Кажись, Урван, который был теперь всегда с Тренькой, и тот скучным сделался, словно чуял недоброе.

На исходе третьей недели, когда принялись укладываться спать, он-то и подал знак: вскочил вдруг со своего места, уши насторожил и вдруг залаял громко, чего в избе отродясь не делал.

— Очумел, что ли? — закричал на него Тренька, боявшийся, как бы дед не выставил его друга на двор.

А Урван — к порогу и давай лапами дверь царапать.
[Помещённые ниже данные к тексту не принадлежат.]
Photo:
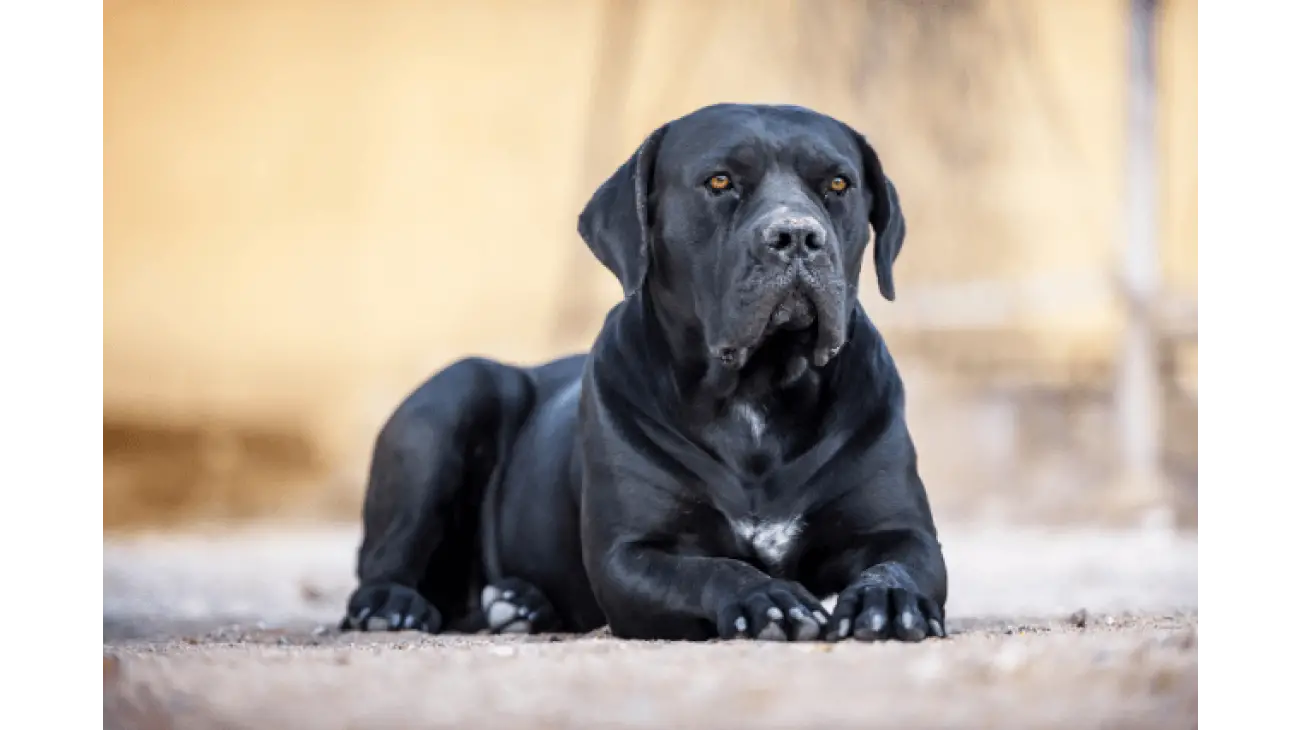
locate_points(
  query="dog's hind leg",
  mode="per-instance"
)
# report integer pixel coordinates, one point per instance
(419, 563)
— Может, волка почуял? — Бабушка за Тренькиного любимца перед дедом вступилась.

Смотрит Тренька и себе боится поверить: не на зверя лает Урван.

Хвостом машет, да и клыков не скалит.

— Тихо, Урван! — крикнул.

И тогда услышали все: стукнули, заскрипели ворота. Скатился Тренька с полатей и как был босиком — на волю.
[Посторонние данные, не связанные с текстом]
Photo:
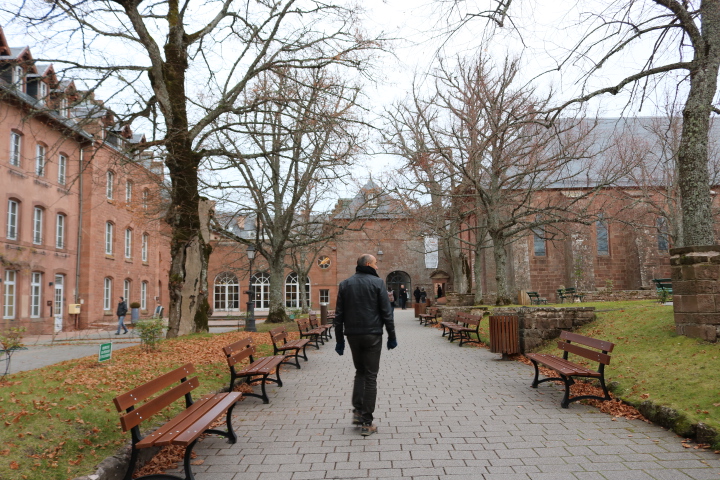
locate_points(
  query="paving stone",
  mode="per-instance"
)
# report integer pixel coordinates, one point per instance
(485, 424)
А там три человека в темноте. И голос дядьки Николы:

— Поосторожней, Митя. Забор впотьмах не задень.

Никогда прежде Тренька так счастлив не был, как в этот вечер!

Удачной оказалась поездка. На Тренькины горячие расспросы дядька Никола из-за пазухи крепкий полотняный мешочек достал, верёвочку, коей мешочек завязан был, распустил, и потекла на стол струйка серебряных чешуек-денежек, каждая не более Тренькиного ногтя.
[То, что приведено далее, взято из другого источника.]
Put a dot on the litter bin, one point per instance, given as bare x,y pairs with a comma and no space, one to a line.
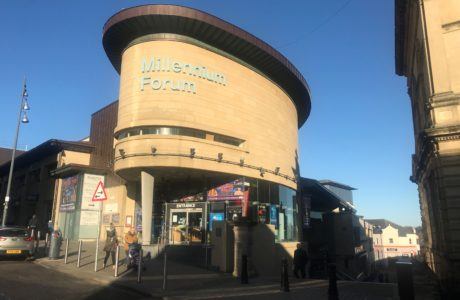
55,244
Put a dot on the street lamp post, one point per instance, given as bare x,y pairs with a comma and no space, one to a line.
22,118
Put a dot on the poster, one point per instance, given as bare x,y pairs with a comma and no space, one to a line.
89,217
90,183
111,207
106,219
229,191
129,221
116,219
69,191
274,215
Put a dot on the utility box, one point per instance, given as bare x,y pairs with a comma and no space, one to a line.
222,240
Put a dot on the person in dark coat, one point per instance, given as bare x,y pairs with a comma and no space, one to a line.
111,244
300,261
33,226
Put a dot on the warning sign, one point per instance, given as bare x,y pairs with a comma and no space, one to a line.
99,193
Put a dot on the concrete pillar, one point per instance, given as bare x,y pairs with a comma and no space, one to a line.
147,186
243,241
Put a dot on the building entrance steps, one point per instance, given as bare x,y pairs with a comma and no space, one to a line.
188,279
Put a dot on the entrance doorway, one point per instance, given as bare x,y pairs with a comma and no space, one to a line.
186,224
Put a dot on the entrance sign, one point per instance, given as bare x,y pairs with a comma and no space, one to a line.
99,193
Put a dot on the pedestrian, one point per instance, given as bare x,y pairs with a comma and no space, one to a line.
130,238
33,226
111,244
300,261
— Вот они, Тереня, нынешние-то деньги, что за твои гривны дадены. И то лишь малая их часть.

Глядит Тренька заворожённо на кучку ясного, светлого серебра, а дядька Никола весело:

— Не верил я, Тереня, в чудеса, да, видать, иногда случаются. Кабы не вы с Урваном, никогда бы не уйти нам от Рытова. А теперь воля-вольная впереди. До Юрьева-то дня всего неделя осталась!

Словно в сказке или во сне прошёл тот вечер. Треньке — уважение и честь великая. Урвану — милость, в избе на ночь был оставлен. И дед тому ничуть не противился. Впервой без враждебности на пса поглядел, хотя и укорил:

— А людей, псина неразумная, грызть всё-таки не след.

При известии о том, что пожаловали на рытовские земли царёвы писцы, встревожился дядька Никола. Дед успокоил:

— На памяти моей не впервой царь велит земли описывать. Должно, для счёту: какому помещику что в казну платить надобно.

Дядька Никола тряхнул озорно головой:

— Может, и к лучшему. Нее, глядишь, при царёвых-то людях Рытову менее воли будет свой норов показывать.

Утром все мужики, включая самого младшего, Треньку, отправились в рытовское имение Осокино.

По пути продолжали судить да рядить, как быть с Митькой. Тотчас из рытовской кабалы вызволять али сначала самим волю получить, а потом уж к Рытову и с Митькой приступиться. Решено было — перед самой усадьбой судьбу не испытывать и прежде одно дело сделать, а тогда приниматься за другое.

У Треньки своя забота:

— Урвана тоже выкупить надобно!

Дядька Никола успокоил:

— За хромого пса Рытов держаться не будет, отдаст. Только ты уж погоди малость.

Приказчик Трофим крестьянам приметно обрадовался: видать, тревога одолевала, как бы и впрямь не сгинули господские работники. Расспрашивать принялся: ладно ли съездили, по какой цене хлеб отдали, много ли денег выручили, а то-де барин об оброке спрашивал многократно.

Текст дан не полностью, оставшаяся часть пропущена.